Den Mandelzweig sieht er wirklich blühen.
Den Mandelbaum kann er aus seinem Arbeitszimmer sehen.
Es ist Krieg. Es ist eine furchtbare Zeit und Schalom Ben-Chorin sieht nach draußen und sieht, wie die Mandelblüten blühen.
Auch in schrecklichen Zeiten, auch im Krieg, schickt der Frühling seine Vorboten.
Zartrosa und weiß kündigen die Blüten der Mandelbäume den Frühling an.
Sie sind ein Zeichen dafür, dass Hoffnung besteht, dass das Schlimme einmal vorbeigeht und dass es besser wird.
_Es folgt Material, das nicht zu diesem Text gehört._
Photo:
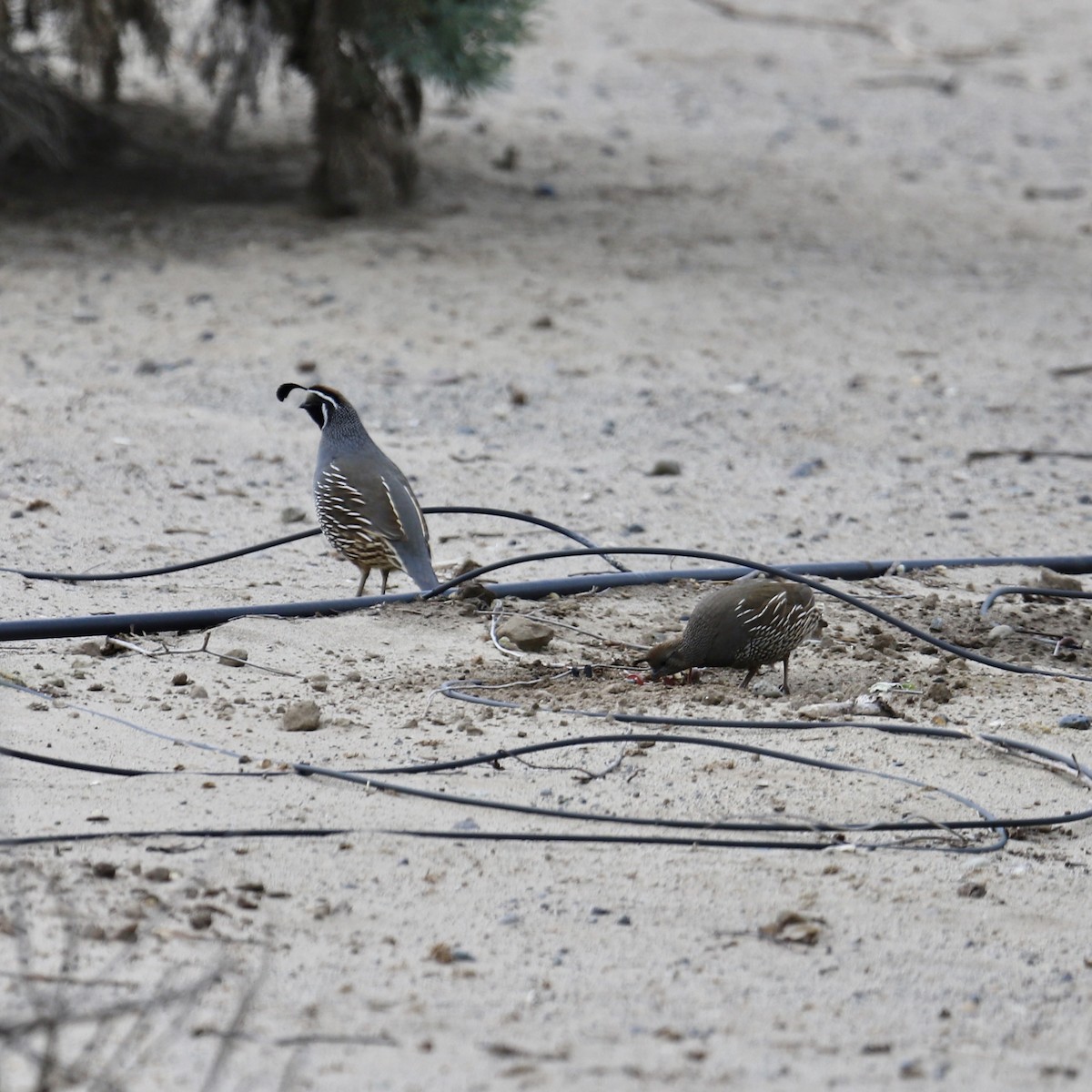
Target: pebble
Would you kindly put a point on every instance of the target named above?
(1047, 578)
(1079, 721)
(301, 716)
(525, 634)
(666, 468)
Schalom Ben-Chorin hat die Hoffnung auf Frieden nie aufgegeben, auch nicht für Israel und Palästina – Er ist eben ein bisschen verrückt.
Daran denken wir heute und sehen zugleich den sanften Fingerzeig des Friedens, wenn zwischen Israel und den Arabischen Emiraten diplomatisches Miteinander zaghaft erblüht.

„Freunde, dass der Mandelzweig wieder blüht und treibt,
ist das nicht ein Fingerzeig, dass die Liebe bleibt?“
Diese Zeilen greift Ben-Chorin nicht aus der Luft.
Sie stammen aus einer Stelle beim Propheten Jeremia, wo es heißt:
„Das Wort des Herrn erging an mich: Was siehst du, Jeremia? Ich antwortete: Einen Mandelzweig. Da sprach der Herr zu mir: Du hast richtig gesehen; denn ich wache über mein Wort und führe es aus.“ (Jer 1,11f)
Im hebräischen Text steckt darin ein Wortspiel:
„Mandelzweig“ und „wachen“ klingen auf Hebräisch fast gleich.
Der Mandelzweig ist der Fingerzeig, dass Gott über seine Welt wacht.
Auch dann, wenn wir das fast schon gar nicht mehr wahrnehmen können.
Diese Hoffnung gibt Schalom Ben-Chorin nicht auf, auch im Krieg nicht.
Seine Hoffnung trotzt Verfolgung, Verhaftung, Töten, Auslöschen.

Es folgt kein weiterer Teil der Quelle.